How do you get an AI to answer a question it's not supposed to answer? There are many such jailbreaking techniques, and Anthropic researchers just found a new one, where a large language model can be convinced to tell you how to build a bomb if you first prepare it with a few dozen of less harmful questions.
They call for rapprochement “Many-shot jailbreaking” and there are written document about which they also informed their peers in the AI community so that it can be mitigated.
The vulnerability is new and results from the increase in the “context window” of the latest generation of LLM. This is the amount of data they can store in what we could call short-term memory, previously just a few sentences but now thousands of words and even entire books.

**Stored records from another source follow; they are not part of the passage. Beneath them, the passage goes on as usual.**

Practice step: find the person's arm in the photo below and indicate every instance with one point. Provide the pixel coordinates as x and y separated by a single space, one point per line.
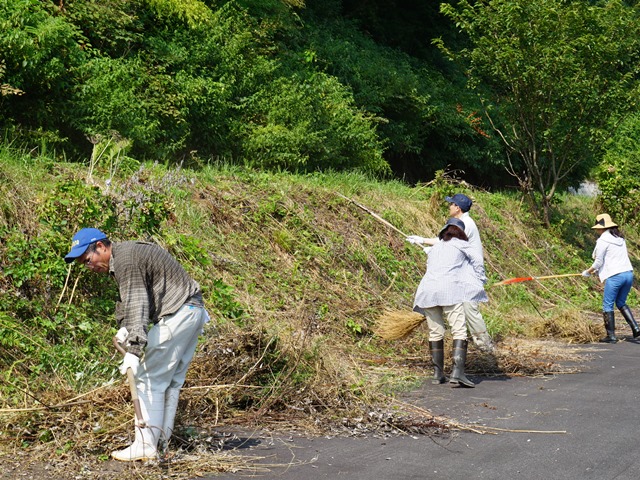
598 259
417 239
132 310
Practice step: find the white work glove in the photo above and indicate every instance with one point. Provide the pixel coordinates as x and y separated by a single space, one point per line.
416 239
122 335
129 361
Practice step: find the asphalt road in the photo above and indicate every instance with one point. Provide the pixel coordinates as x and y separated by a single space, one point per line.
594 413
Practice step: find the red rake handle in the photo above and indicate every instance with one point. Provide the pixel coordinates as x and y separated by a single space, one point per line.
525 279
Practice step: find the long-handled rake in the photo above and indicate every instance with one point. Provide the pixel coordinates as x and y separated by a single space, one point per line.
525 279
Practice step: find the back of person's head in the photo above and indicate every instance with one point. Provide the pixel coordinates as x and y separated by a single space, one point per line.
461 200
454 228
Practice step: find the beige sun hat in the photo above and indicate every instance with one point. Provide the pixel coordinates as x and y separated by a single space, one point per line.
604 221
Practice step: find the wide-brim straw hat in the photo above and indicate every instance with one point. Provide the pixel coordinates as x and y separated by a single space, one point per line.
604 221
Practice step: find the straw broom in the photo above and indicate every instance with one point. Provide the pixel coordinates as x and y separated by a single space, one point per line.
397 324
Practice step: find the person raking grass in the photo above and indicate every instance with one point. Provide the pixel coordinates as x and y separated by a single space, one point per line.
455 274
160 315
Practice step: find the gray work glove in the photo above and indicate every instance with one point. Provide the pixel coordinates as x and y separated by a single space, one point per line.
416 239
129 361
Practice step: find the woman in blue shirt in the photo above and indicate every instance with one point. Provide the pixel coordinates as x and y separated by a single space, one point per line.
455 274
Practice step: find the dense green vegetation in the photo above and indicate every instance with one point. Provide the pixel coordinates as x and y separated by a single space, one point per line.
227 131
294 275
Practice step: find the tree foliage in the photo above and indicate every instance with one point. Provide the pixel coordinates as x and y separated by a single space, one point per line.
558 70
618 175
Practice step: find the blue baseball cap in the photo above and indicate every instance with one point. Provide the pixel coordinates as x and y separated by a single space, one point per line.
81 241
456 222
461 200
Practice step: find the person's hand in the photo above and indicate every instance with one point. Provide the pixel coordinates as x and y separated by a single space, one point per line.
416 239
122 335
129 361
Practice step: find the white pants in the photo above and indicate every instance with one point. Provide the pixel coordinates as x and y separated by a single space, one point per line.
475 322
455 317
171 344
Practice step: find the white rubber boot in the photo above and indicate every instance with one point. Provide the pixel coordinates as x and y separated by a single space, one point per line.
146 438
171 397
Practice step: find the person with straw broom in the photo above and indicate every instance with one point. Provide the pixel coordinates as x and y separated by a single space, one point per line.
455 274
611 261
459 206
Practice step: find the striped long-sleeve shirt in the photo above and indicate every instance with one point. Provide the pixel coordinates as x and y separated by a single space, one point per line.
152 285
455 274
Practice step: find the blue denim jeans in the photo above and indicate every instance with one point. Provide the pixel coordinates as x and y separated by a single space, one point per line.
616 289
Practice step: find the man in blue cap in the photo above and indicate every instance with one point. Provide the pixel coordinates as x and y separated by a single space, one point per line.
154 290
459 206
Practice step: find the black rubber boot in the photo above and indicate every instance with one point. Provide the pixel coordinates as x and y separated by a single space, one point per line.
437 356
610 327
628 316
459 360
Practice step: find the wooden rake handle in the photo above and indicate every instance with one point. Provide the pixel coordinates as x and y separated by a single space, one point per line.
132 386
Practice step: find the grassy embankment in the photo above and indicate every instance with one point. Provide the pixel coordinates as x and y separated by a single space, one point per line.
294 276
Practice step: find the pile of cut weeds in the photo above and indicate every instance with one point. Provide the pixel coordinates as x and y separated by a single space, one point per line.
74 435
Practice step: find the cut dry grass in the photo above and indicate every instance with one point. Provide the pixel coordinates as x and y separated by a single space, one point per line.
570 325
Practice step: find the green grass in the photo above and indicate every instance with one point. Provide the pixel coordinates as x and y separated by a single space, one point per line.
294 275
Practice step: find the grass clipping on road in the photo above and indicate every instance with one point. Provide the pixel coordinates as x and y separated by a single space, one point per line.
312 273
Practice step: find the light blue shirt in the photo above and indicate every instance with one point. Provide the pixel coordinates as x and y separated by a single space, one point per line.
455 274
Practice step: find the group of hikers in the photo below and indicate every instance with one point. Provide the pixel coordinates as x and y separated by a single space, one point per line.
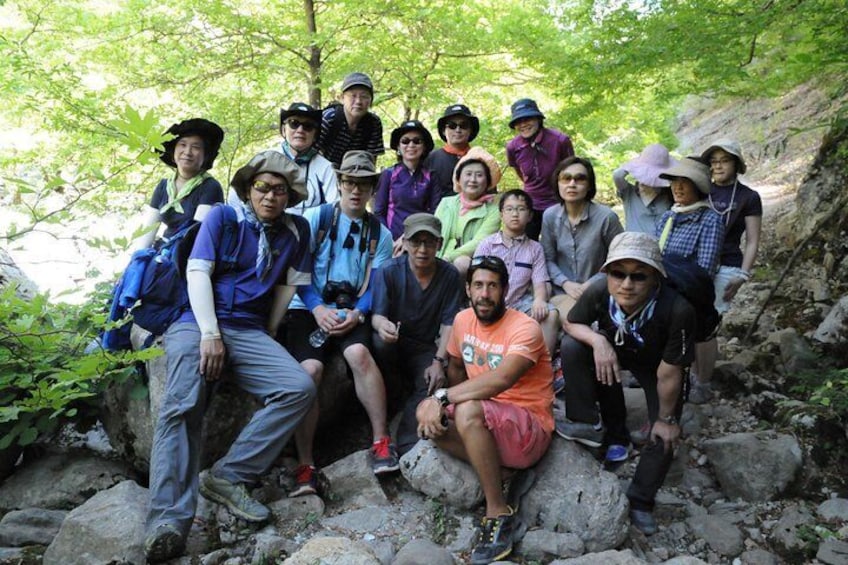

What the Anthropic researchers found was that these models with large context windows tend to perform better on many tasks if there are many examples of that task within the message. So if there are a lot of trivia questions in the message (or warmup document, like a big list of trivia that the model has in context), the answers actually improve over time. So a fact that might have been wrong if it were the first question, may be right if it were the hundredth question.
But in an unexpected extension of this “learning in context,” as it is called, the models also “get better” at answering inappropriate questions. So if you ask him to build a bomb right away, he will refuse. But if you ask him to answer 99 more lower-damage questions and then ask him to build a bomb... he's much more likely to comply.
Image: anthropic
Why is this happening? No one really understands what goes on in the tangle of weights and priorities that is an LLM, but there is clearly some mechanism that allows you to focus on what the user wants, as evidenced by the content in the context window. If the user wants trivia, he appears to gradually activate a more latent trivia power as he asks dozens of questions. And for some reason, the same thing happens with users who ask for dozens of inappropriate responses.
The team has already informed their peers and even their competitors about this attack, something they hope to "foster a culture where exploits like this are shared openly between researchers and LLM providers.
For their own mitigation, they found that while limiting the context window helps, it also has a negative effect on model performance. That extreme cannot be allowed, which is why they are working on classifying and contextualizing the queries before moving to the model. Of course, that simply results in having a different model to fool… but at this stage, changes to AI safety can be expected.